Wednesday, April 7, 2010

April US interest rate outlook

The Fed minutes were released yesterday (see http://www.federalreserve.gov/monetarypolicy/fomccalendars.htm) and showed that (apart from one member) the FOMC was not worried about inflation quite yet, but it obviously doesn't stop the hawks ruminating on when the current "super-easy" monetary policy will be reversed.  Clearly this is now on the market's mind, and with impeccable timing a  friend recently pointed me to a site http://www.stocktiming.com/Tuesday-DailyMarketUpdate.htm which has an interesting graph of 30-year bond yields breaking out from a 17-year declining trend.  Several comments are in order from a macro perspective.

First, a declining trend cannot continue forever - a break was inevitable, it is the timing that is interesting - we are at a point where clearly the balance of risk is beginning to shift from deflationary pressures to inflationary pressures.  This has clear implications for investors - while the US bond market was a great place to be during the downturn, it will not be such a great place to be anymore!!

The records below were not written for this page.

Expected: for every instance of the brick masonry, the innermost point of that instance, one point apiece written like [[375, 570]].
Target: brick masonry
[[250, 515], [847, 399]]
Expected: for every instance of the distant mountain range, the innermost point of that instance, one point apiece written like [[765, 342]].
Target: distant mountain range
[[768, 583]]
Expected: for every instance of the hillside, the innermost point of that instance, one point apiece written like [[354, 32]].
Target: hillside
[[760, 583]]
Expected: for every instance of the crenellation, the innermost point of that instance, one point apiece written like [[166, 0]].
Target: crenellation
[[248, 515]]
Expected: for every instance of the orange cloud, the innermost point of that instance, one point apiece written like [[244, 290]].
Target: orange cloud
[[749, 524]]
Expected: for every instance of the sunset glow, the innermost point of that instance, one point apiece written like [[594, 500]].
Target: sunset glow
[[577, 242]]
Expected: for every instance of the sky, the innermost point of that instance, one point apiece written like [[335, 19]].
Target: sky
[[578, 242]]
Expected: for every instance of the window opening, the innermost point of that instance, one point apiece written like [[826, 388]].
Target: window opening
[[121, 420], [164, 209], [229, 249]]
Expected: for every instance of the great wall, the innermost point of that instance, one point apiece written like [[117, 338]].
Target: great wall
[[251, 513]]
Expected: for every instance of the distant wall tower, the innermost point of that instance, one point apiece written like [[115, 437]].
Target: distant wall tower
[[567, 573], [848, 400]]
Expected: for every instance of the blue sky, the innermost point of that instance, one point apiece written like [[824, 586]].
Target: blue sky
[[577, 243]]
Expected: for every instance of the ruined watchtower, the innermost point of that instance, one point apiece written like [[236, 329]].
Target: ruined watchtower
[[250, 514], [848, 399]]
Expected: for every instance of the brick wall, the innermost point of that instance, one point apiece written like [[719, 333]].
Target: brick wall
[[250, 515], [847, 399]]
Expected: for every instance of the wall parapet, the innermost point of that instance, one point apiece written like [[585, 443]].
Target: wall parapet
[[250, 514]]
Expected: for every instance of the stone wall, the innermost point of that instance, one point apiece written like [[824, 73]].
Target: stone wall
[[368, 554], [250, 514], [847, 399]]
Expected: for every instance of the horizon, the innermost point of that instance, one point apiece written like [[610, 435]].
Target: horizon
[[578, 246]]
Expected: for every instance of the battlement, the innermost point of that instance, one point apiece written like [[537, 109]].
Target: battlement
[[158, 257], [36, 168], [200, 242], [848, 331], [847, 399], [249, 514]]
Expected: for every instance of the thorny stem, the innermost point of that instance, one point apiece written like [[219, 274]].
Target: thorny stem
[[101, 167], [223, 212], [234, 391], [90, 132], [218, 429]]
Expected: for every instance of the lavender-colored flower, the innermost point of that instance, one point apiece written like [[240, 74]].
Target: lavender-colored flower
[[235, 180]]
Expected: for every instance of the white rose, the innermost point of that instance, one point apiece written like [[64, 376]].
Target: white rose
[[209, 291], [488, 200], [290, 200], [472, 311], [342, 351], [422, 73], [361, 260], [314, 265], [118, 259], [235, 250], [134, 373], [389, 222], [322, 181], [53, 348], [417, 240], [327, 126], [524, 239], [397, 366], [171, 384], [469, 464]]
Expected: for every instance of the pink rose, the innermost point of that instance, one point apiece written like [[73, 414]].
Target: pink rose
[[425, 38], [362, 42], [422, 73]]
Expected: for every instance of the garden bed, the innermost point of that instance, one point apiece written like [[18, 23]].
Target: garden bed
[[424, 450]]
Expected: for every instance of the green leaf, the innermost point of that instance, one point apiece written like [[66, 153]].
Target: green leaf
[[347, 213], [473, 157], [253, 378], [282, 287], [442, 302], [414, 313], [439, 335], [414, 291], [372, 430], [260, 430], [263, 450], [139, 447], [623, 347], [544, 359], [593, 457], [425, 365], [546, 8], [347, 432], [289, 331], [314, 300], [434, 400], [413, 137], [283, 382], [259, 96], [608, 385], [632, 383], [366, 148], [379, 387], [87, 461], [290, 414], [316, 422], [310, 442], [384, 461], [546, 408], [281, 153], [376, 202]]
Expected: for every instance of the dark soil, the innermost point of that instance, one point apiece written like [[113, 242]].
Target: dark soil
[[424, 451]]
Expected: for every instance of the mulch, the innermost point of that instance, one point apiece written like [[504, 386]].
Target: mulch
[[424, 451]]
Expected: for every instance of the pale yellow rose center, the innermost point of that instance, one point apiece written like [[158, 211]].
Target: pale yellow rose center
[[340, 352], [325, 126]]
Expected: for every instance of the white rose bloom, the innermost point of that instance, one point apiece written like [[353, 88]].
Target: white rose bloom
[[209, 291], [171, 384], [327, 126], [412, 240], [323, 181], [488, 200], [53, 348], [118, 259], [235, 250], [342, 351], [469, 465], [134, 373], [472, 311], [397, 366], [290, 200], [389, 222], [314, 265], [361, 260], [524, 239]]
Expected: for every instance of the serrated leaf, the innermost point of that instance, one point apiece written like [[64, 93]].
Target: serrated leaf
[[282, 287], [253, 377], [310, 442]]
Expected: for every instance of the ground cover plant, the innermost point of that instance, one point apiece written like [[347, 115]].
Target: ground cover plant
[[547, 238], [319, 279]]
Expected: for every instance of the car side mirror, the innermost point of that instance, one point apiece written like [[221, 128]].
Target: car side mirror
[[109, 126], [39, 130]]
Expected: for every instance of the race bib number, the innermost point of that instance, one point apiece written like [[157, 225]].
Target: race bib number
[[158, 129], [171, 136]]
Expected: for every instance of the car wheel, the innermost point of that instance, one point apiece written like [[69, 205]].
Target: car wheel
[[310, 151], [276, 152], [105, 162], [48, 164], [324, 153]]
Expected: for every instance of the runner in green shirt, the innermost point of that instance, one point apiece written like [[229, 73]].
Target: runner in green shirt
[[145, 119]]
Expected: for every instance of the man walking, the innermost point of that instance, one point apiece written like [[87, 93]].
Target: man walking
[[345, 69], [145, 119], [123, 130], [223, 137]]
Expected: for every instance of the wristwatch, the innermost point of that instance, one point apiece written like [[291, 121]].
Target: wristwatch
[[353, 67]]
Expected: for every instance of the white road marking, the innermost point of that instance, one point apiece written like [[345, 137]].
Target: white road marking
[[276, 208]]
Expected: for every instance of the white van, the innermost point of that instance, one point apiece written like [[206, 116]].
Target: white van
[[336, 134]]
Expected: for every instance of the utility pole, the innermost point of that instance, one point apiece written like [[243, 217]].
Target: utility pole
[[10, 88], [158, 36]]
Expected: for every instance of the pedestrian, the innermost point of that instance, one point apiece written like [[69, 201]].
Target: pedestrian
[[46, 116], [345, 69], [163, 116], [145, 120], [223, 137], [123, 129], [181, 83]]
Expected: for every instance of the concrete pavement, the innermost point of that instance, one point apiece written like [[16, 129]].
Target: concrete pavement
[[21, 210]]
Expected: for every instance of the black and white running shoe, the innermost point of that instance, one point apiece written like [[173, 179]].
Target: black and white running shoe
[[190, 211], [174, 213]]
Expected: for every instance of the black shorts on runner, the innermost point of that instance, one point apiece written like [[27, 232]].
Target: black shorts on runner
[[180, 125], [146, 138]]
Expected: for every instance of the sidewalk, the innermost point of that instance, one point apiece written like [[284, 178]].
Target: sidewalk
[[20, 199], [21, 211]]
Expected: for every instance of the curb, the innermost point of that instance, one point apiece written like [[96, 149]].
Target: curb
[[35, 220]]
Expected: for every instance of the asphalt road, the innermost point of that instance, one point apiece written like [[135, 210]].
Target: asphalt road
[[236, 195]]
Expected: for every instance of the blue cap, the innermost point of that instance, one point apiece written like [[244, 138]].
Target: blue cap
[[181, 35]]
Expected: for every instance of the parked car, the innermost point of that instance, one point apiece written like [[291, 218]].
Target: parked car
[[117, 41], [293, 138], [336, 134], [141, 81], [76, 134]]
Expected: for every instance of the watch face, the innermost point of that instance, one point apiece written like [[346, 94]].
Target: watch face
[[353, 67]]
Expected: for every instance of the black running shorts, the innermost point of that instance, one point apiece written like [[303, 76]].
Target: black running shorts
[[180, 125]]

Second, the inflation hawks really need to relax - there are so many uncertainties as to how and when the US economy will really pick up steam that it really doesn't make a whole lot of sense to worry about inflation quite yet.  An orderly withdrawal by the Fed and a falling US budget deficit will help to ease pressures as well, so the pressures are likely to be moderate at best.

Third, if this were a short, sharp recession (like the early 1980s recession), then I would say that indeed there is a risk of a strong bounce back which could put the authorities off balance, but given the depth of the recession and the mixed economic signs that we continue to see coming out of it, this looks like it is going to be a slow recovery, which will allow policymakers to make adjustments in a timely fashion which will put the lid on runaway inflation.